SYDNEY, Oct 21 (Reuters) - New Zealand has become the first country to pass laws requiring banks, insurers and investment managers to report the impacts of climate change on their business, officials said on Thursday.
About 200 of the largest financial firms in New Zealand, including banks with total assets of more than NZ$1 billion ($718.90 million), large insurers and equity and debt issuers listed on the country's stock exchange will have to make disclosures. read more
Several foreign firms that meet the NZ$1 billion threshold -- including Australia's four largest banks: Commonwealth Bank of Australia (CBA.AX), Australia and New Zealand Banking Group (ANZ.AX), Westpac Corp (WBC.AX) and National Australia Bank (NAB.AX) -- will also come under the legislation.

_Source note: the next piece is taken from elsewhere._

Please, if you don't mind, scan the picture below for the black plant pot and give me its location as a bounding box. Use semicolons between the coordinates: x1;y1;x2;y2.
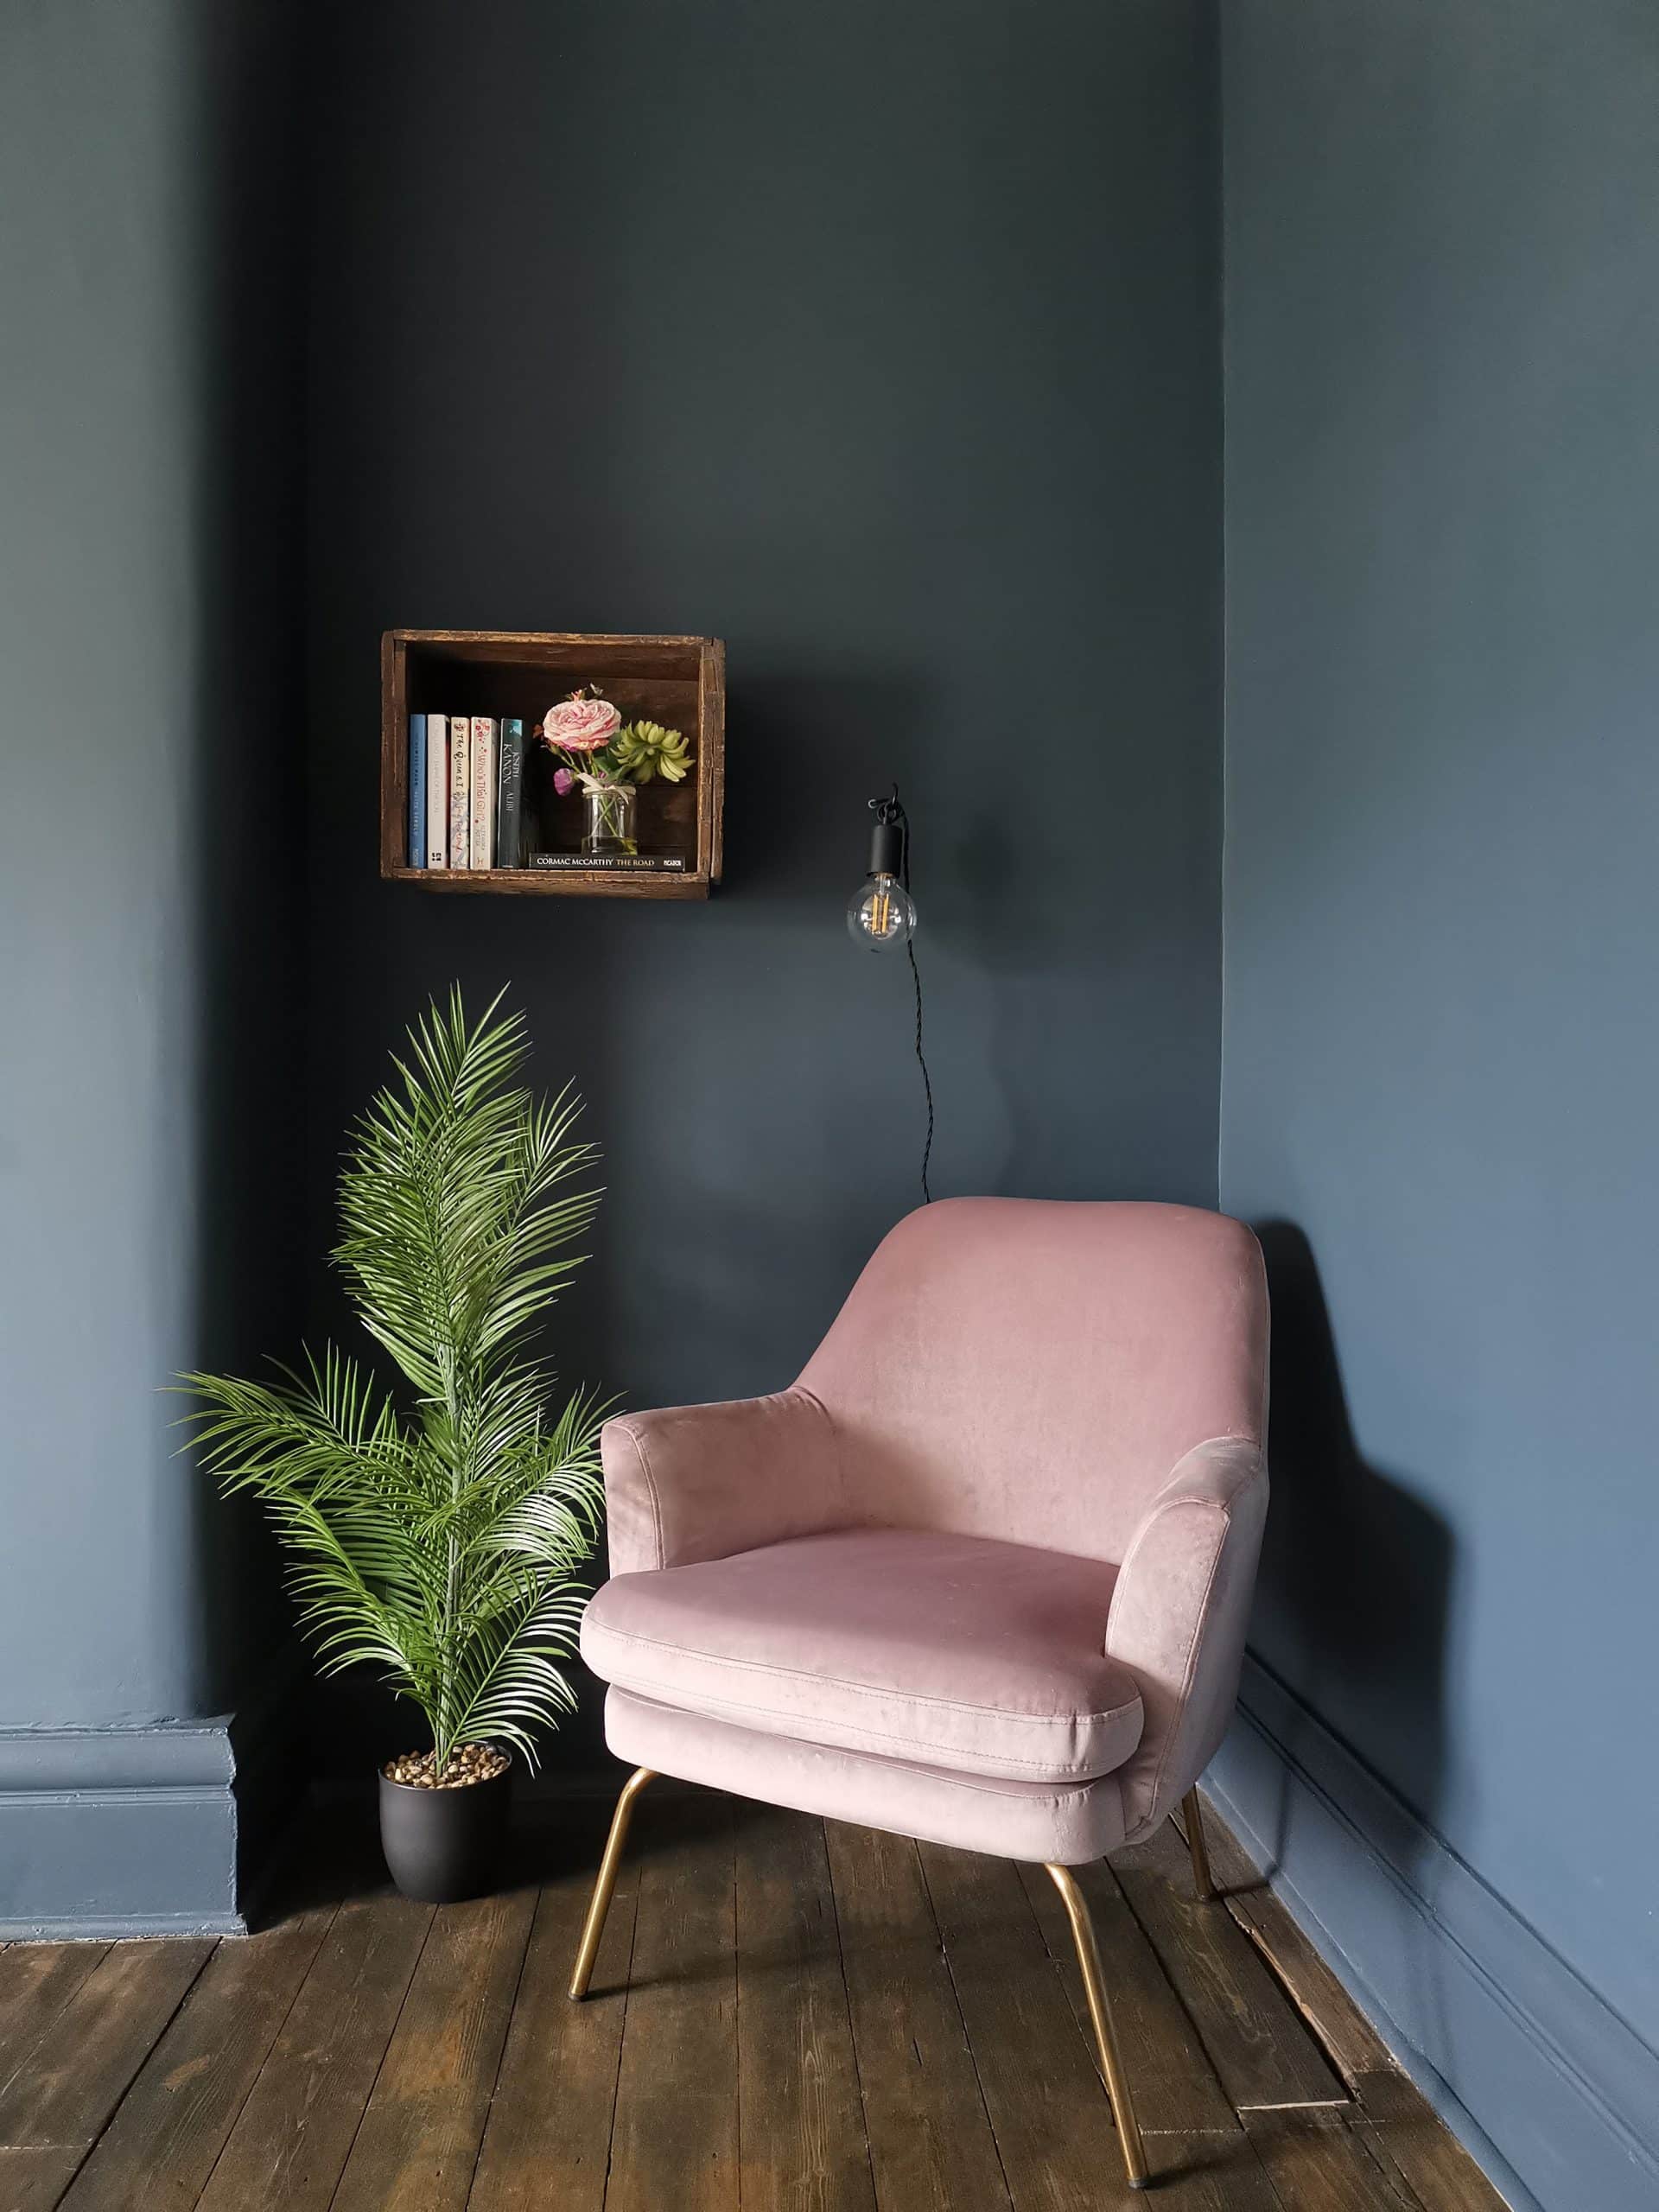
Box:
378;1757;512;1903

"New Zealand is a world-leader in this area and ... we have an opportunity to pave the way for other countries to make climate-related disclosures mandatory," minister for climate change James Shaw said in a statement.
The new laws will require financial firms to explain how they would manage climate-related risks and opportunities, and the disclosure requirements will be based on standards from New Zealand's independent accounting body the External Reporting Board (XRB).
Those standards will be based on the Task Force on Climate-related Financial Disclosures (TCFD), and the disclosures will become mandatory for financial years beginning in 2023.
The New Zealand government has introduced several policies to lower emissions during its second term including promising to make its public sector carbon-neutral by 2025 and buy only zero-emissions public transport buses from the middle of this decade.